Katharine Graves' HypnoBirthing blog talks about her passion for her work at The HypnoBirthing Centre, where she teaches couples to take control of their own childbirth process, allowing them to give birth more naturally, comfortably, quickly and with reduced or no medical intervention. As well as running HypnoBirthing courses, Katharine is also a doula, craniosacral therapist, nutritionist, kinesiologist and mother of four grown-up children.

Sunday, 4 May 2008

Learning from Lambs

At the beginning of April the field behind my cottage was full of ewes in lamb. They were about to be moved to another field as the grass was getting very low, when one night the first one lambed.

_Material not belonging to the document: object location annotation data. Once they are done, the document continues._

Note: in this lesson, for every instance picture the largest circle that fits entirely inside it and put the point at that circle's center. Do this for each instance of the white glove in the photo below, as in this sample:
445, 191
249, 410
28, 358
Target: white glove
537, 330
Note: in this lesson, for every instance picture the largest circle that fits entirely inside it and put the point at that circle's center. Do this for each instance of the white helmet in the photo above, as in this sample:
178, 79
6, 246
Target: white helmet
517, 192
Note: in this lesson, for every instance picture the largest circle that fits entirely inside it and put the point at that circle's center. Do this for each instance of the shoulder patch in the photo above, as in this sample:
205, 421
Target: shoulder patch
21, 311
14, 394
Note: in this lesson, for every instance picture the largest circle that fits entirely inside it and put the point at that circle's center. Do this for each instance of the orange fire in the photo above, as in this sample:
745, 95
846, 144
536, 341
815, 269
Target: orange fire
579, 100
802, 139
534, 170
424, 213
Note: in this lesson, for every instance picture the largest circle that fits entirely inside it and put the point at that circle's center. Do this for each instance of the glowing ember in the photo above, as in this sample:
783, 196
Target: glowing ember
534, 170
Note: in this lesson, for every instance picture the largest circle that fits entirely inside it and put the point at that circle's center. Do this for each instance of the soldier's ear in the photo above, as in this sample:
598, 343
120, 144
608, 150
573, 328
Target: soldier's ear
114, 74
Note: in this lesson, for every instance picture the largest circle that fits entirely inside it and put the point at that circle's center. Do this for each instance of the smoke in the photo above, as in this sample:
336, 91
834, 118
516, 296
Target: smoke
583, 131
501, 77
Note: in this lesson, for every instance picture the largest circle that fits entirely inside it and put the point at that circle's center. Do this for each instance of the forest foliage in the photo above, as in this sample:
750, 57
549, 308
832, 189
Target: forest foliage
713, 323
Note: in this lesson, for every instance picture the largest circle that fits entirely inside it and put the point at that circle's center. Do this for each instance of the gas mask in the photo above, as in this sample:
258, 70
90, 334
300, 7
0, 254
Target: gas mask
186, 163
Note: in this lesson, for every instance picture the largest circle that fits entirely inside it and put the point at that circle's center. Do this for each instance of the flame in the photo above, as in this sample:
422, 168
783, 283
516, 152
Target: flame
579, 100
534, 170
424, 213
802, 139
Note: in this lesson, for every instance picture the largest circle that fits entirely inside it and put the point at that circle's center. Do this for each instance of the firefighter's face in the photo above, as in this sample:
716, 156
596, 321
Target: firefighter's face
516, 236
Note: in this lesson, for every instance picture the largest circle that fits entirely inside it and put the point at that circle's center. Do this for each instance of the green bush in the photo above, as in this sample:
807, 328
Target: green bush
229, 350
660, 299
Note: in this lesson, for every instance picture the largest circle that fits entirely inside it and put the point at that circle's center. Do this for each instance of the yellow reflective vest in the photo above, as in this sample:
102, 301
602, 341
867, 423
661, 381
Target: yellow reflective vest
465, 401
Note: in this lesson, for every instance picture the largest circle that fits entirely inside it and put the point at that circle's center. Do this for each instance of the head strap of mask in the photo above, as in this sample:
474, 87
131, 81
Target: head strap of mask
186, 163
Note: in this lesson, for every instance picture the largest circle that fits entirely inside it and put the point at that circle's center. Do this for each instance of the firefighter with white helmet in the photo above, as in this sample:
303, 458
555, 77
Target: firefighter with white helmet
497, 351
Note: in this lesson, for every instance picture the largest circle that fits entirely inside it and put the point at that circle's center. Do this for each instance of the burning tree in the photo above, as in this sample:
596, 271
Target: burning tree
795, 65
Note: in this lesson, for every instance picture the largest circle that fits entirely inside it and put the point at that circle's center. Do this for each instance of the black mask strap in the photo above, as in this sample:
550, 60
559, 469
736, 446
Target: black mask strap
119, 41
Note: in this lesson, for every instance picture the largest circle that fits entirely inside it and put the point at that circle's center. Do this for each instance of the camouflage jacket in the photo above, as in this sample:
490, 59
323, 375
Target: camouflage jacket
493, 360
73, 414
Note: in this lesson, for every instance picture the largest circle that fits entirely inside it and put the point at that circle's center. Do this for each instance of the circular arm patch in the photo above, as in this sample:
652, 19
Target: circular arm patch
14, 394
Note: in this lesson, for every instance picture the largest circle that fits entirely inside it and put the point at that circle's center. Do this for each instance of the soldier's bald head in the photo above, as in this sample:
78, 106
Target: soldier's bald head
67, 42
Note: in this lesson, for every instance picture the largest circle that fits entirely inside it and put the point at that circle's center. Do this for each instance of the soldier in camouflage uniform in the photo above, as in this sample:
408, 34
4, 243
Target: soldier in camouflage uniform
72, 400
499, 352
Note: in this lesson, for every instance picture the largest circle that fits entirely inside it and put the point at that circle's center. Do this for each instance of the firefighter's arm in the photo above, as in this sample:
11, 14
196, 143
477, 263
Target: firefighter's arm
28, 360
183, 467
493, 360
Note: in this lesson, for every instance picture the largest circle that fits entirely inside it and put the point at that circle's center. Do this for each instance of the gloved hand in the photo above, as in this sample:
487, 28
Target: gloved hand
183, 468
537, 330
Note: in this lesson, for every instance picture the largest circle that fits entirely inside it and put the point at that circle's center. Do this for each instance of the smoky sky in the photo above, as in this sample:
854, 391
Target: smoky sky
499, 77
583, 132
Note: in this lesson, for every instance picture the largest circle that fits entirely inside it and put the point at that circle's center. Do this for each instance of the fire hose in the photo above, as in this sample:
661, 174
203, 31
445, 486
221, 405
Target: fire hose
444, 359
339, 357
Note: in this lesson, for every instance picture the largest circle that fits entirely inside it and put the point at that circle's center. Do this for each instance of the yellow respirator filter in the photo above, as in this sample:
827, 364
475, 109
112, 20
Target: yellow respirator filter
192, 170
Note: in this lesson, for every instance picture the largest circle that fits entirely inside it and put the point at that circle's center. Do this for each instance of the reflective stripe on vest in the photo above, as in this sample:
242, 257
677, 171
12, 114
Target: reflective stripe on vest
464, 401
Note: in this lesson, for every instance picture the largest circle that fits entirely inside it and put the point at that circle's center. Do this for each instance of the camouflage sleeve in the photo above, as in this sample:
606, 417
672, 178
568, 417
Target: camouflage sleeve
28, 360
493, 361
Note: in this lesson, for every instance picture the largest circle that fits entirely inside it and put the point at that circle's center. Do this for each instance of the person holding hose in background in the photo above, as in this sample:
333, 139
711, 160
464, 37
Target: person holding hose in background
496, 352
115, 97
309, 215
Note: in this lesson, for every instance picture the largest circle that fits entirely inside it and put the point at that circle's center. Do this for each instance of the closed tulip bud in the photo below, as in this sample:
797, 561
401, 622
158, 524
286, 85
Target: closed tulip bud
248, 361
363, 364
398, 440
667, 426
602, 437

It was a freezing cold night, and when I awoke in the morning the flock was at the far end of the field where the farmer fed them every morning, and the one ewe that had lambed was at the end near my cottage right up by the hedge, far away from the rest of the flock, with little twin lambs huddled underneath her to keep warm. She had quietly separated herself from the flock during the night, and given birth at a time when sheep, being diurnal animals, are not normally active. All mammals will naturally give birth at a time when they can be alone, unobserved, and away from their peers. It was a time and place that she felt safe. We could learn a lesson from that ewe. How many mothers travel across town in labour, to go to a strange place where they feel nervous and where they are observed by many strangers? A recipe for a difficult labour.

And there she stayed. She moved very little for several days. She didn't go to feed with the rest of the flock. She simply stayed quietly in her own little enclave, sheltering and feeding her lambs.

The farmer also knew from experience what works best. He moved the rest of the flock to a different field where he had intended the lambing to take place, but he left the one ewe and the newborn lambs undisturbed. He knew that, if he interfered, he would disturb establishing feeding, and the ewe's supply of milk, and the ewe might reject her lambs.

As far as giving birth is concerned, we are simply another mammal. What works for other animals works for us too, and we would do well to remember this.